This is what I _really_ hate in systemd. Its options are not easily discoverable, and there is a lack of proper organization for them. But I also don't know a good way to fix it.

Perhaps have them namespaced? Something like: Shutdown.Timeout.Behavior?

Changing Fedora's shutdown timeouts

Posted Jan 18, 2023 23:49 UTC (Wed) by rahulsundaram (subscriber, #21946) [Link] (1 responses)

> This is what I _really_ hate in systemd. Its options are not easily discoverable, and there is a lack of proper organization for them. But I also don't know a good way to fix it.

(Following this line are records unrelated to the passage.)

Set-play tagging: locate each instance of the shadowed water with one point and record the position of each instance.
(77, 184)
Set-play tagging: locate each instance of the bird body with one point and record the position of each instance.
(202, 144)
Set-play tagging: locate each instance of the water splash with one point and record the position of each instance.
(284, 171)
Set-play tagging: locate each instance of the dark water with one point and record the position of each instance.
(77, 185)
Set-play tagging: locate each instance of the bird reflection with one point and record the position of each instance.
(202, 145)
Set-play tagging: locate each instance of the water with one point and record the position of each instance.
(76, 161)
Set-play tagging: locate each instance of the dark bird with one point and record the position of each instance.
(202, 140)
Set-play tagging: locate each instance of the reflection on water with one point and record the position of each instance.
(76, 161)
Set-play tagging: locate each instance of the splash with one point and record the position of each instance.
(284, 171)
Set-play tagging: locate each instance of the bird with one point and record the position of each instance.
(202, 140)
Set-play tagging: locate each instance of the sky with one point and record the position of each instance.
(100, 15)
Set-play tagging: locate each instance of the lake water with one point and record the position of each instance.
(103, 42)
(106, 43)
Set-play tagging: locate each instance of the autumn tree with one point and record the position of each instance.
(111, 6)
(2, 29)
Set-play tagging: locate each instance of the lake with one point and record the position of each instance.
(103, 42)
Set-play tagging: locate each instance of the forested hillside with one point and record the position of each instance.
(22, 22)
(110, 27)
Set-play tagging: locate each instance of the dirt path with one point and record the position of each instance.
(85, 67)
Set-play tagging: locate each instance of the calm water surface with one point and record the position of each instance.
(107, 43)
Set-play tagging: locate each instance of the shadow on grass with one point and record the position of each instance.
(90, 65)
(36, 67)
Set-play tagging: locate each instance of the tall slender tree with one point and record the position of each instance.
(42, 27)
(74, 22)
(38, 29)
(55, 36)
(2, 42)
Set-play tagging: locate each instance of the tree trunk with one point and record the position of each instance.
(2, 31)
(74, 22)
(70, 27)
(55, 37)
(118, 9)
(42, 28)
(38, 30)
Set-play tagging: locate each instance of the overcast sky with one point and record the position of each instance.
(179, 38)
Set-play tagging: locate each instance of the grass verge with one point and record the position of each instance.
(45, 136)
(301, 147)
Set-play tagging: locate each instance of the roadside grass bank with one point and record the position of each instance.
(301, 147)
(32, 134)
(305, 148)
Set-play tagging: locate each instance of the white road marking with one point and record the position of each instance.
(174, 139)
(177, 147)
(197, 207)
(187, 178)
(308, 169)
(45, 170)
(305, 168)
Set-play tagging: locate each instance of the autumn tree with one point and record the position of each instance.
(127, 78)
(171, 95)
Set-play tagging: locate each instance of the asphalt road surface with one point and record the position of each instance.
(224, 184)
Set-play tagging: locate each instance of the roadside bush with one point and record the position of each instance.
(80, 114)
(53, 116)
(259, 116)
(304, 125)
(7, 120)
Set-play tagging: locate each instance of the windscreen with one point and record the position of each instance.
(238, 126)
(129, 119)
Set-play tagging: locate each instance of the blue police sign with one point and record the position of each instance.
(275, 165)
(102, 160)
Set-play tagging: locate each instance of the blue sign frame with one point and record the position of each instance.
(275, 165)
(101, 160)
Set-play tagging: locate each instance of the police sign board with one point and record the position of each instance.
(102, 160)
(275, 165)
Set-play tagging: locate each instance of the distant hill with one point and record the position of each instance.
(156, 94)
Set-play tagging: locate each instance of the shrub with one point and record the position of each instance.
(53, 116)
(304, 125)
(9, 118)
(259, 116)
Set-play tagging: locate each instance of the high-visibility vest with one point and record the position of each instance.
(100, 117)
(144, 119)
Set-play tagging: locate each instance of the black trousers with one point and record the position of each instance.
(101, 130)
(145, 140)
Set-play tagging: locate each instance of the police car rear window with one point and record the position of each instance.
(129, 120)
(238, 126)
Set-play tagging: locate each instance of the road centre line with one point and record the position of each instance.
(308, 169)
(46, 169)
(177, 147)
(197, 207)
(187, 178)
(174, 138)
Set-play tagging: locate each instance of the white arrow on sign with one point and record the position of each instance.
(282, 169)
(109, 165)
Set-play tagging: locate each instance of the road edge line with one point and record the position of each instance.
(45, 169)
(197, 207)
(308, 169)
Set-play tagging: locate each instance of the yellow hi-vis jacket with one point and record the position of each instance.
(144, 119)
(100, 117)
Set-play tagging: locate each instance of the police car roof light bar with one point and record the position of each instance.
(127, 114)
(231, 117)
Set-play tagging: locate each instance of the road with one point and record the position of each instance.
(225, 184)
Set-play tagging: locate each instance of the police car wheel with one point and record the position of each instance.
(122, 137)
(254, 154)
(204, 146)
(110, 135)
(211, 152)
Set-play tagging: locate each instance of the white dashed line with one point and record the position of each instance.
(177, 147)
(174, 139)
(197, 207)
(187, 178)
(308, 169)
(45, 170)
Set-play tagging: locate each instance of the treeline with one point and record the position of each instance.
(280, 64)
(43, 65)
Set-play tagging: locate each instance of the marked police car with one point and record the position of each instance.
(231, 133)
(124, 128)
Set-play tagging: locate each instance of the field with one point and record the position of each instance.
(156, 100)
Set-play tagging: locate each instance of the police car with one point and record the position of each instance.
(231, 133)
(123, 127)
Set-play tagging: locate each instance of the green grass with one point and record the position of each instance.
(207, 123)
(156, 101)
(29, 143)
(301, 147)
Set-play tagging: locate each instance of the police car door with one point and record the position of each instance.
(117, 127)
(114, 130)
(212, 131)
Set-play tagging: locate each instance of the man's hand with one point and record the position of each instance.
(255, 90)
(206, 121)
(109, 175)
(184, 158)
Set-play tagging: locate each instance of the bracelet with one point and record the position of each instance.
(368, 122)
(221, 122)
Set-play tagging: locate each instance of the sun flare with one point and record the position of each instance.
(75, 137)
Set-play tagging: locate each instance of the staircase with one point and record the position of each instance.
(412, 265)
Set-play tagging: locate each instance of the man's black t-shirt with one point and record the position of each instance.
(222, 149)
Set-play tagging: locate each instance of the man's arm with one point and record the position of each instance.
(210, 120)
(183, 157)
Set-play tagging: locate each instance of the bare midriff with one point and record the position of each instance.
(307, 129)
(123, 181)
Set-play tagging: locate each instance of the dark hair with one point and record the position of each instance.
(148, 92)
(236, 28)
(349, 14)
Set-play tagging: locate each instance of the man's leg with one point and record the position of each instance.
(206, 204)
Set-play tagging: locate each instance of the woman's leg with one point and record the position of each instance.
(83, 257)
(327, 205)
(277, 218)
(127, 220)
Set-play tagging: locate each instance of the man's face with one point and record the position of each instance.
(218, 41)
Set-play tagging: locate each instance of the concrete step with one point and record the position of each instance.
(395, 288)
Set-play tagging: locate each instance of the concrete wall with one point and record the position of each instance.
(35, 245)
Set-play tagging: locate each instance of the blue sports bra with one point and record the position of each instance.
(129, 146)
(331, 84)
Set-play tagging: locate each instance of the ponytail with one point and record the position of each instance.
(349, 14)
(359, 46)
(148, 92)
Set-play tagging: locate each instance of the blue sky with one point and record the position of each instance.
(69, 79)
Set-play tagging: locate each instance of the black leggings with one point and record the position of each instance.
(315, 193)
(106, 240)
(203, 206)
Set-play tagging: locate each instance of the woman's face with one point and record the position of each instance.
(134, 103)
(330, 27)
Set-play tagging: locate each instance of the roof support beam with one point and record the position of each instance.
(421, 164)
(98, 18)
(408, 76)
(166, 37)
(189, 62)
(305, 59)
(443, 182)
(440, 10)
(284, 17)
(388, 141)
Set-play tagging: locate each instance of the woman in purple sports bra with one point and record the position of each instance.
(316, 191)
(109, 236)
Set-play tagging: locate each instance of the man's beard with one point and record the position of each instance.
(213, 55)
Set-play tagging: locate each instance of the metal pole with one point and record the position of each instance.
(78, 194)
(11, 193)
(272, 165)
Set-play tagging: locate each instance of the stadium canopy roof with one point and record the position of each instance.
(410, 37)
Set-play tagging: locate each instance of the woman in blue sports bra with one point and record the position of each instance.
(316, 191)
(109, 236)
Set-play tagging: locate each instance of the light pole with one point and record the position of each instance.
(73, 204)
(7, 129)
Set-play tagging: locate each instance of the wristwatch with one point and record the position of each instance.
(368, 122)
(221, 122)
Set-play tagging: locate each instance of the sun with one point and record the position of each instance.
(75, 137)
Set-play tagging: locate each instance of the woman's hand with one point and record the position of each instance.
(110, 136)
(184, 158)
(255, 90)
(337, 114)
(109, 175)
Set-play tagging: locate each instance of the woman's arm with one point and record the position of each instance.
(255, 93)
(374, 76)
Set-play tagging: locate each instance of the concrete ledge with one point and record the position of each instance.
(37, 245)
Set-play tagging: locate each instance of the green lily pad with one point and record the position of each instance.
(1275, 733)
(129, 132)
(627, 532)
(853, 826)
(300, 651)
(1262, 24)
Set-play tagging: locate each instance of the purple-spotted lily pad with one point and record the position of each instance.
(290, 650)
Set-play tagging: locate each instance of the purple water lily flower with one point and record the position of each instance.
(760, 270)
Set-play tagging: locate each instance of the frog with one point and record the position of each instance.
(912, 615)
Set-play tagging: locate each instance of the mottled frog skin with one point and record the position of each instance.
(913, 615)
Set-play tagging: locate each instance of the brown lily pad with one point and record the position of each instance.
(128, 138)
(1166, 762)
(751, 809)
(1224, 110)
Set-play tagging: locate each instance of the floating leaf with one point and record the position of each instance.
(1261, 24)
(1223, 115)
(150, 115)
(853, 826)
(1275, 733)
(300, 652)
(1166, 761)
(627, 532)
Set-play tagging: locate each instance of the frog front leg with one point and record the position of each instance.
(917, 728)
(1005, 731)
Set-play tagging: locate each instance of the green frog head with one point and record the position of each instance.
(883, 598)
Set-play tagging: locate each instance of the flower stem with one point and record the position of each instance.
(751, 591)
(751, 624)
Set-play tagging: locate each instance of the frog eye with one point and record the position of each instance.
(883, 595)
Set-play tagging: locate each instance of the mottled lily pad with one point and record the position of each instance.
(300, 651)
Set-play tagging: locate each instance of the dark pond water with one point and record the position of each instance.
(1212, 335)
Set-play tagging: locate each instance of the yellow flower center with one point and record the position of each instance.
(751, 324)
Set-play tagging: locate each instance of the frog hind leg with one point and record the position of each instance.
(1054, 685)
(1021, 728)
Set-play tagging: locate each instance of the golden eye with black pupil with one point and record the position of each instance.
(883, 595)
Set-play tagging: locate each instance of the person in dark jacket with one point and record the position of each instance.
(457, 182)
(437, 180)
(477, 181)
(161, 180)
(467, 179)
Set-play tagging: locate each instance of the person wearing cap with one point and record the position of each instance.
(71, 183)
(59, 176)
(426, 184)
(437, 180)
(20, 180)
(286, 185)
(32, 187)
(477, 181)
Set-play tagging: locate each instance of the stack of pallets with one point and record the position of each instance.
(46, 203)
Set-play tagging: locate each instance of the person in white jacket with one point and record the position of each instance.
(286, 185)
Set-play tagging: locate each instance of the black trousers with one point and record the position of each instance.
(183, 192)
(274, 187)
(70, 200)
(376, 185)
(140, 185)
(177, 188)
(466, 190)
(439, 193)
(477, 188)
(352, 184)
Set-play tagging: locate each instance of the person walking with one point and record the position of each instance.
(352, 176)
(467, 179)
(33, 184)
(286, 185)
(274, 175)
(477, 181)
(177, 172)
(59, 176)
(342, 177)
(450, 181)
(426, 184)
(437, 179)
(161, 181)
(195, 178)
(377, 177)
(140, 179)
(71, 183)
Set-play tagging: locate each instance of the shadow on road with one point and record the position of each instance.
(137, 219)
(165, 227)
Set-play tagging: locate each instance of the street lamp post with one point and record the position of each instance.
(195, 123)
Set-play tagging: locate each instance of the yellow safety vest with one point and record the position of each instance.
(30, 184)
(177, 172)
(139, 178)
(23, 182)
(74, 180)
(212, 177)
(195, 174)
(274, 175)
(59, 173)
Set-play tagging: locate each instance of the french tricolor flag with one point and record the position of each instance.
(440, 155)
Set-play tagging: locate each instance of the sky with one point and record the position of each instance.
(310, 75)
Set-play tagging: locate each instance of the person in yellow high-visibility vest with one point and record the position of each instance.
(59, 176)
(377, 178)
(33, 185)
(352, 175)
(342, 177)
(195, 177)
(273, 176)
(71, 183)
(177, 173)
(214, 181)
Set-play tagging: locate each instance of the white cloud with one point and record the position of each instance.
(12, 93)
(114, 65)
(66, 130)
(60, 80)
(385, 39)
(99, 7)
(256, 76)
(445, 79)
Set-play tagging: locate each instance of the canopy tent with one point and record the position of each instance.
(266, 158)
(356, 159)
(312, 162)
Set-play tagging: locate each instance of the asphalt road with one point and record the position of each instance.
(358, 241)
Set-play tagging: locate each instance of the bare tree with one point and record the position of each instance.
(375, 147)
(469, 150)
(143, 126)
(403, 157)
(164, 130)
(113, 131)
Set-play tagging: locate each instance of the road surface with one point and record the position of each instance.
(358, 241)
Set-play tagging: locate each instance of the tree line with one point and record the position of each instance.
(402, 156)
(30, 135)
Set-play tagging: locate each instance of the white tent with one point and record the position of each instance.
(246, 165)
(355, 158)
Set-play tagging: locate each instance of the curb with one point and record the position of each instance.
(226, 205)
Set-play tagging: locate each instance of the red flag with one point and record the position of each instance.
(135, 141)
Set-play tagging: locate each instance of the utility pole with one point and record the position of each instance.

It's just listed in alphabetic order in the man page. https://www.freedesktop.org/software/systemd/man/systemd....

While this is comprehensive, it's more reference style as most man pages are and not as readily approachable if you are trying to figure out what to consider at all. Something to bring up to the systemd team if you are interested in contributing guides.

Changing Fedora's shutdown timeouts

Posted Jan 19, 2023 14:54 UTC (Thu) by lobachevsky (subscriber, #121871) [Link]

Usually, if I look whether something exists I have a look at the systemd.directives manpage, which is basically the index to all the man pages.

Changing Fedora's shutdown timeouts

Posted Jan 18, 2023 23:48 UTC (Wed) by flussence (guest, #85566) [Link] (19 responses)

This smells like premature optimization based on reading tea leaves and vibes, and a great way to make anyone running a large RDBMS side-eye any distro based on Fedora. And I say that as a runit user where the default is 7 seconds!

There is one way to do it right: *profile* the shutdown timing of each service at runtime, persist that data somewhere, and once you have enough of it you can reduce the timeout for each service to a safe value, like the average clean exit + 6σ. It's never safe to pick "nice-looking" default numbers without knowing how long it actually takes in situ.

Changing Fedora's shutdown timeouts

Posted Jan 19, 2023 0:35 UTC (Thu) by rahulsundaram (subscriber, #21946) [Link] (17 responses)

> This smells like premature optimization based on reading tea leaves and vibes, and a great way to make anyone running a large RDBMS side-eye any distro based on Fedora.

Don't see why. Things like PostgreSQL and libvirtd already override the default so there is no timeout for these services in Fedora.

Changing Fedora's shutdown timeouts

Posted Jan 19, 2023 9:56 UTC (Thu) by NYKevin (subscriber, #129325) [Link] (16 responses)

Those services really ought to be SIGKILLable at any time, or else ACID is a complete lie.

(For performance reasons, it is *preferable* to cleanly shut them down, so they do not have to reconcile their journals etc. on startup. But this is not, or should not be, a correctness problem, and imposing an arbitrary timeout might well be a completely reasonable tradeoff for a sysadmin to make. It's less clear to me whether the distro is in a good decision to provide a useful default.)

Changing Fedora's shutdown timeouts

Posted Jan 19, 2023 13:02 UTC (Thu) by kleptog (subscriber, #1183) [Link] (7 responses)

When I see this issue it's mainly caused by container-like constructions where the parent process in the "container" gains PID1 signal protections. Namely, a PID1 process may not be killed by a default signal handler. Since most processes don't install a signal handler for SIGKILL, such processes become immune to SIGKILL. Of course, many programs don't install a SIGTERM handler either, but that's somewhat more common.

This is the reason many container guides suggest using something like systemd, supervisord, dumb-init, tini, etc as the root process because those *do* install a SIGKILL handler which properly exits. The symptom is pretty clear: killing your container takes ages.

Of course, if SIGKILL fails, the entire cgroup gets nuked eventually, and there's no immunity from that.

Changing Fedora's shutdown timeouts

Posted Jan 27, 2023 11:19 UTC (Fri) by intelfx (subscriber, #130118) [Link] (6 responses)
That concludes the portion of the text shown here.